Salute to summer – wild Quebec berries

Most of the wild berries are now done with.  The wild strawberries, dwarf raspberries, red raspberries, black raspberries, Saskatoon berries, elderberries, high bush cranberries, blueberries – they’ve all been processed. My coulis, jam and frozen berries are put up for the year.  The last of the sarsaparilla is being harvested now, and the wild grapes are on their way.  They are looking ripe early, but we are still waiting for the first frost, in hopes that we will get to them before the birds this year though.  They need to be at their sweetest for our wild grape ‘balsamic’ which is a hot ticket.  Then when the snow comes, it will be sumac and pimbina, much less tricky.

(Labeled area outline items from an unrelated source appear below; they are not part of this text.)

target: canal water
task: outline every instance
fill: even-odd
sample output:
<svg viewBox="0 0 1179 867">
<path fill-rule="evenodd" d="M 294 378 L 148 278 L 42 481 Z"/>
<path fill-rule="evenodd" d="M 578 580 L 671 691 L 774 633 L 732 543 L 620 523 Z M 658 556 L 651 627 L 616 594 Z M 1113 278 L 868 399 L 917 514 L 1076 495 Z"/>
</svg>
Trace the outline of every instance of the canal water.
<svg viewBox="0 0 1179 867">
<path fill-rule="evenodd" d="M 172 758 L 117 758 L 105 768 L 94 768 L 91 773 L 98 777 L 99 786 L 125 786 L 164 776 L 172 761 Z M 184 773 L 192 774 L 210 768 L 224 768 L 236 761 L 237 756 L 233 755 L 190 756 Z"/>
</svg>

Looking back, I must say that it was a pretty fabulous year for wild berries; not only thanks to Mother Nature, but because we were blessed with enough hands to do the hard work of picking them when it was time.  Better them than me.  I am very psyched about my stocks for winter, when local Vitamin C and fruity flavour is so scarce. 

Truth be told, in previous years, I have rarely been impressed with some of these berries - like black raspberries, wild blackberries and Saskatoon berries, given the typically high seed/pit to flavour ratio and cost (labour).  François has always claimed that wild black raspberries are the shit and he freezes enough to eat for breakfast year round.  I never bought in, yet never objected to a few in my glass of mousseux on a sunny day.  But this year I swooned over them all round; they were so plump and tasty.  I naturally focused on the blackberries and Saskatoon berries too, much more than the easier to love blueberries and strawberries.  Elderberries have no trouble retaining elite status in my kitchen; I just adore them.  Ever since I was introduced to them in a real sense along with François, I have embraced them every year (and the flowers too!).  It is only bonus that they are have recently been deemed a super-food thanks to their anti-viral properties. This year, we dried some berries and they taste like licorice, flowers and tea with a raisin-like fruitiness that I am happy to have on hand as a spice, or to layer flavours in infusions with the fresh/frozen fruit. 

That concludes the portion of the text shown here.